As dificuldades que o CINM tem vindo a sentir nos últimos anos resultam essencialmente de dois factores. Primeiro, de um novo contexto internacional, que agora é mais contrário aos paraísos fiscais e ao planeamento agressivo, impondo novas exigências de transparência aos territórios offshore. Depois, de uma gestão inábil do CINM, que apostou numa angariação de empresas sem critério e numa política de confidencialidade absoluta que, alargando as receitas da concessionária no curto prazo, tornaram difícil distinguir o CINM dos offshores puros e duros, prejudicando a sua defesa no plano internacional e junto da Comissão Europeia. Aliás as noticias que circulam que dão como certo que o CINM foi colocado na lista negra dos paraísos fiscais pelas autoridades brasileiras e que alguns países europeus recusam acordos de dupla tributação com Portugal por causa da existência do CINM, devem servir de alerta para o Governo Regional sob pena de ferir de morte a credibilidade da praça e o seu futuro.
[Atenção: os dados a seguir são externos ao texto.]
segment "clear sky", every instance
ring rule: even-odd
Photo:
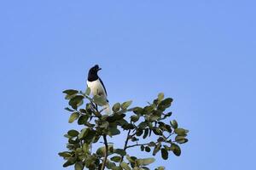
[[[255,169],[255,8],[253,0],[1,1],[0,169],[64,169],[57,153],[73,126],[61,91],[84,90],[95,64],[112,104],[174,99],[189,142],[155,167]]]

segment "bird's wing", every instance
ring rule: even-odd
[[[99,78],[100,79],[100,82],[101,82],[101,83],[102,84],[102,86],[103,86],[103,88],[104,88],[104,91],[105,91],[105,94],[106,94],[106,96],[108,95],[108,94],[107,94],[107,90],[106,90],[106,88],[105,88],[105,86],[104,86],[104,83],[103,83],[103,82],[102,81],[102,79],[101,78]]]

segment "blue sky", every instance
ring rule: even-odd
[[[189,142],[155,166],[255,168],[255,8],[253,0],[2,1],[0,168],[64,169],[57,153],[74,126],[61,91],[84,89],[95,64],[111,103],[146,105],[159,92],[174,99]]]

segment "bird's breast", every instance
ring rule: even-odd
[[[105,98],[107,97],[104,88],[99,79],[92,82],[87,81],[87,86],[90,88],[90,93],[92,95],[101,95]]]

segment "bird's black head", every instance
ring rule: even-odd
[[[88,81],[92,82],[95,80],[97,80],[99,78],[98,76],[98,71],[102,70],[98,65],[94,65],[91,67],[88,73]]]

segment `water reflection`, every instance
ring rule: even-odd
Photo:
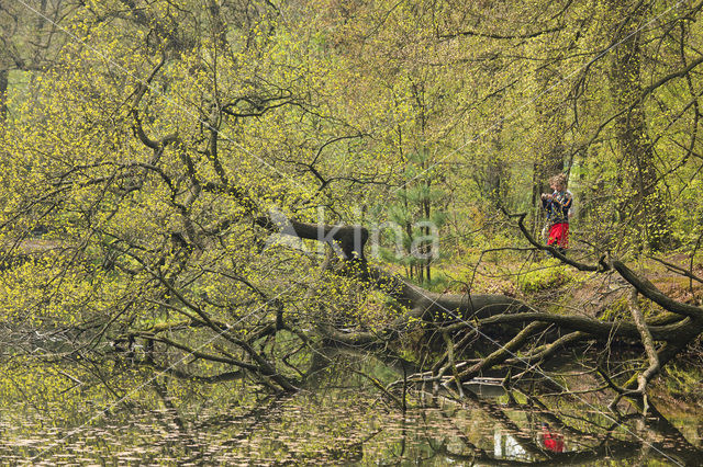
[[[527,459],[527,452],[520,442],[515,440],[515,436],[510,433],[504,433],[499,426],[495,428],[495,434],[493,435],[493,455],[496,459]]]
[[[123,465],[437,466],[699,465],[703,458],[700,447],[654,408],[649,419],[635,414],[613,421],[566,399],[518,394],[423,399],[412,388],[394,396],[404,400],[399,406],[368,378],[373,375],[378,383],[397,375],[361,369],[327,368],[324,377],[317,375],[315,390],[288,397],[245,392],[236,381],[194,390],[163,378],[100,418],[78,394],[56,406],[3,398],[0,458],[27,465],[107,459]],[[692,411],[682,422],[695,426],[699,421]]]

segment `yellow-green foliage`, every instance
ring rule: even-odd
[[[557,265],[556,261],[544,263],[545,265],[517,276],[517,286],[525,293],[539,292],[560,287],[572,281],[572,272],[563,265]]]

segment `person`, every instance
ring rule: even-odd
[[[549,423],[542,424],[542,442],[545,448],[554,453],[563,453],[563,436],[553,433]]]
[[[573,206],[573,195],[567,190],[567,176],[563,173],[549,179],[549,186],[553,193],[542,195],[542,206],[547,210],[549,225],[547,244],[565,254],[569,246],[569,213]]]

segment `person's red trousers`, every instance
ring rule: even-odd
[[[554,246],[557,244],[559,248],[567,248],[569,244],[569,224],[561,223],[555,224],[549,229],[549,238],[547,240],[547,244]]]

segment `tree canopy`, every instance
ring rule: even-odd
[[[2,5],[5,352],[89,362],[96,386],[120,366],[277,394],[311,384],[321,349],[364,349],[462,395],[634,343],[622,374],[592,364],[613,408],[647,411],[647,384],[703,331],[702,8]],[[566,254],[537,234],[557,172],[577,205]],[[531,270],[546,252],[632,289],[626,312],[476,280],[490,255]]]

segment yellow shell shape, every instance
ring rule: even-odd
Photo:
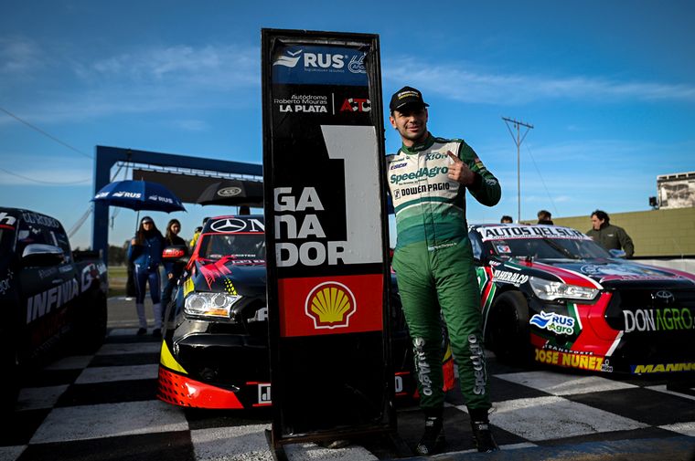
[[[337,287],[326,287],[317,291],[311,299],[312,312],[321,323],[336,323],[345,320],[345,314],[352,309],[350,298]]]

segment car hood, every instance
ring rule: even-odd
[[[191,281],[196,291],[233,289],[242,296],[265,296],[265,261],[230,257],[215,261],[198,259],[191,271]]]
[[[658,281],[676,284],[695,284],[695,275],[667,267],[647,266],[617,258],[583,259],[539,259],[537,262],[553,267],[566,269],[591,278],[602,285],[620,285],[623,282]]]

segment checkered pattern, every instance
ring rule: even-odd
[[[14,416],[5,420],[11,424],[0,434],[0,459],[273,459],[265,438],[270,412],[182,409],[155,400],[160,343],[134,331],[112,330],[97,354],[64,357],[30,376]],[[695,454],[692,381],[667,384],[649,378],[520,371],[496,363],[494,357],[488,369],[490,422],[505,459],[514,454],[542,459],[541,454],[567,445],[588,453],[595,448],[593,443],[636,439],[654,440],[649,447],[683,459]],[[474,453],[460,394],[451,393],[448,401],[445,450],[452,458],[486,456]],[[422,414],[408,407],[398,416],[399,435],[412,449]],[[297,460],[395,457],[388,445],[360,440],[330,450],[296,444],[285,452]],[[535,457],[534,449],[540,450]]]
Além disso, os dados divulgados publicamente pela DGCI revelam que das 2971 empresas instaladas na ZFM, 2435 não criaram qualquer posto de trabalho.
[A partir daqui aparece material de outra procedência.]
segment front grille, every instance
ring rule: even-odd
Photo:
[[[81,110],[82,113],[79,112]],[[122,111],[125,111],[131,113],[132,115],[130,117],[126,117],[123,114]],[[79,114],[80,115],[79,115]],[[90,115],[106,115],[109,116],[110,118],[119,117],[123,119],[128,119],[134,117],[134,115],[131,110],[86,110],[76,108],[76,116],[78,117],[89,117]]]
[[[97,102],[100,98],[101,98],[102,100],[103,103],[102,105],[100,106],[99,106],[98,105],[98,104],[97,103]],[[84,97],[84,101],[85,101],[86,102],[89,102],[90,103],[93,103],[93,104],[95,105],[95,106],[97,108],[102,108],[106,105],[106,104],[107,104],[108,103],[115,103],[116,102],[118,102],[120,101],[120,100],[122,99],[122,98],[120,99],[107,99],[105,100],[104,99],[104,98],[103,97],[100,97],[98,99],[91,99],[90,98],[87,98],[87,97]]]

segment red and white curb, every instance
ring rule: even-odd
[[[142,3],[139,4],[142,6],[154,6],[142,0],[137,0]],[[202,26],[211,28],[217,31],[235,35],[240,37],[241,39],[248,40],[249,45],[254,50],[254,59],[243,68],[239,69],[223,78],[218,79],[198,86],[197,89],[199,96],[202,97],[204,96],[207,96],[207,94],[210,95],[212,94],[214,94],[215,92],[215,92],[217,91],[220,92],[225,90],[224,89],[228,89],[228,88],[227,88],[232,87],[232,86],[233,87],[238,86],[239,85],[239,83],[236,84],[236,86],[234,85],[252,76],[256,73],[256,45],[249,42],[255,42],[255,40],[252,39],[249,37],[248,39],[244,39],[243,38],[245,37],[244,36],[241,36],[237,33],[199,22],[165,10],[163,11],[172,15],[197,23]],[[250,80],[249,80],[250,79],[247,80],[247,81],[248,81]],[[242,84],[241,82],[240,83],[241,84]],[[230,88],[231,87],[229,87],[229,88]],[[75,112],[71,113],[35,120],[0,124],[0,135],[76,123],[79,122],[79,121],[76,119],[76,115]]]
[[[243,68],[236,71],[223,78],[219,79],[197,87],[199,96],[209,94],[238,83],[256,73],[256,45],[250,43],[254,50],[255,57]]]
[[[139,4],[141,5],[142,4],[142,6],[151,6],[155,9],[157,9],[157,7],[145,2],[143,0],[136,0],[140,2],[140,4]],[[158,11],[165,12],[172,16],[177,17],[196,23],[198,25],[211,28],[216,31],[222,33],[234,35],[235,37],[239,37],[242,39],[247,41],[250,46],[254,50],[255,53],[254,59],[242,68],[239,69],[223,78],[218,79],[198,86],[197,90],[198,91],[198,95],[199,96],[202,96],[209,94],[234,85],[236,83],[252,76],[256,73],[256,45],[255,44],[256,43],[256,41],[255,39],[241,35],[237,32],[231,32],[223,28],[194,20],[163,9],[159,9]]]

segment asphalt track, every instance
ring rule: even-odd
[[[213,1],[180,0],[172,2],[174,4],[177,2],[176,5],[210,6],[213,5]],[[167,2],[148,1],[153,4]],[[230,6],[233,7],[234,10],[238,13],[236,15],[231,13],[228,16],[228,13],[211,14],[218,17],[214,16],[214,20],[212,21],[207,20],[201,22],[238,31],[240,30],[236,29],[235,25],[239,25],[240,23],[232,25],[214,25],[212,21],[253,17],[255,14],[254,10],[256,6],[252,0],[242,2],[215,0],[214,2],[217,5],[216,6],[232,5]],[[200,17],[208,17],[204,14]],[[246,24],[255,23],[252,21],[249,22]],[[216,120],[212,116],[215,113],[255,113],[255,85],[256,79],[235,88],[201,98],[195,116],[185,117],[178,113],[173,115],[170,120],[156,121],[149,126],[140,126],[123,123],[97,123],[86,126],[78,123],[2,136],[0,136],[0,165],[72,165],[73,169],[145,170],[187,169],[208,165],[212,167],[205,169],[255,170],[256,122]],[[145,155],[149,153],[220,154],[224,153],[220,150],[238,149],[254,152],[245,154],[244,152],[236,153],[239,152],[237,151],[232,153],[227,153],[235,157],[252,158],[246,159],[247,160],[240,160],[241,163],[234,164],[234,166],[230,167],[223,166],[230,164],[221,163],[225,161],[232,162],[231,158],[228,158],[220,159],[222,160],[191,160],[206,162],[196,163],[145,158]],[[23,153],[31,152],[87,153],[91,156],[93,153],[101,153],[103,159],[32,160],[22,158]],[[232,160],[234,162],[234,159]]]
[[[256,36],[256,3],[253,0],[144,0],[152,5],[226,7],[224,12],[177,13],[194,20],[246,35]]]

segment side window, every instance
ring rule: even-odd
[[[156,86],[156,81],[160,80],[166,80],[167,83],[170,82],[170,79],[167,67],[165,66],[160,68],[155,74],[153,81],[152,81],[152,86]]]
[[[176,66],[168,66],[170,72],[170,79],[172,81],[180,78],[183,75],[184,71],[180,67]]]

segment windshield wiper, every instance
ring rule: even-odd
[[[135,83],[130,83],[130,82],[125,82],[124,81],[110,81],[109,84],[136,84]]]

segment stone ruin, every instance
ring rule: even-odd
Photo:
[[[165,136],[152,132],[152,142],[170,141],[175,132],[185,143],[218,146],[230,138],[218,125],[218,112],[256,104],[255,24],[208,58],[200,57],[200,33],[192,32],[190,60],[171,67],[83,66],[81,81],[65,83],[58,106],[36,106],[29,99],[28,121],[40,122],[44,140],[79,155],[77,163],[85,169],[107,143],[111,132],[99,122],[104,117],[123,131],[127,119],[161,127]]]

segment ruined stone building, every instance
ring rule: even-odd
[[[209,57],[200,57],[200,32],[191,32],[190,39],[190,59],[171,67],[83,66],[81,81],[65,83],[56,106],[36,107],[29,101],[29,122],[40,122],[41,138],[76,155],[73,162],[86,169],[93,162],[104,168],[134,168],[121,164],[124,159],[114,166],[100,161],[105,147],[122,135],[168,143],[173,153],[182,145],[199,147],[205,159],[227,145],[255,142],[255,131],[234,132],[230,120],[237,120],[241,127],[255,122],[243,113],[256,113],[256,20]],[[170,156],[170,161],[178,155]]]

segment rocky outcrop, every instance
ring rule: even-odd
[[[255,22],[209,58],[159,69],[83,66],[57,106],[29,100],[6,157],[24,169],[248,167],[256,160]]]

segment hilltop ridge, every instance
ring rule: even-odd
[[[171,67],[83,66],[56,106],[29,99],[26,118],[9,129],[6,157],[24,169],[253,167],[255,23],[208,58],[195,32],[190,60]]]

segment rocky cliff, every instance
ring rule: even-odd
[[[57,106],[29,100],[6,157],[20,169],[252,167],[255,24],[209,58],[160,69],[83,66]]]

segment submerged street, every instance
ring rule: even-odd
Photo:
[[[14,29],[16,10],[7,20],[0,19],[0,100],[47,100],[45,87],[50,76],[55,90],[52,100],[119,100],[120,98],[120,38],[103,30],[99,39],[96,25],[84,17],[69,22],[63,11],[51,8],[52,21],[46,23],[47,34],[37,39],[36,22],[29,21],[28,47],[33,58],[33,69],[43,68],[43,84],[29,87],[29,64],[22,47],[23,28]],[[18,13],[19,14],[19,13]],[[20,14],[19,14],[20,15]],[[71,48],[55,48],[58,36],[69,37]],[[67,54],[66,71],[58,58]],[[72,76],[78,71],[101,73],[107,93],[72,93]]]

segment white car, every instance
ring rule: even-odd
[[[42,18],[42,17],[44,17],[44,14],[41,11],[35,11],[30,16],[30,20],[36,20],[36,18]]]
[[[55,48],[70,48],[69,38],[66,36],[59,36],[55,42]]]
O contributo do CINM para o PIB regional é largamente fictício, resultando de uma sobrefacturação feita pelas empresas instaladas no CINM por razões de planeamento fiscal, como o atestam notícias recentes sobre grandes "exportadoras-fantasma". Este resultado não é neutro no nosso bem estar e nas condições de financiamento da RAM. Todos sabem que a Madeira perdeu 500 ME aquando a negociação do actual quadro comunitário de apoio. E contrariamente ao que dizem os responsáveis da SDM e de alguns seus apaniguados, com o governo de cócoras numa atitude de miserável cumplicidade desviante, havia soluções que podiam ter sido apresentadas na altura junto da Comissão Europeia que permitiam manter a Madeira no grupo das regiões de coesão. A própria comissão fez um exercício de cálculo do PNBregionalizado (portanto retirando o efeito das imputações anómalas do CINM) e a Madeira ficou, nessa altura, no grupo das regiões de coesão, descendo 27 posições no ranking relativo das regiões europeias. Ora o Governo do PSD ignorou tudo isto e até meteu na gaveta o estudo do Dr. Augusto Mateus que adiantava algumas soluções que nunca foram sequer apresentadas publicamente.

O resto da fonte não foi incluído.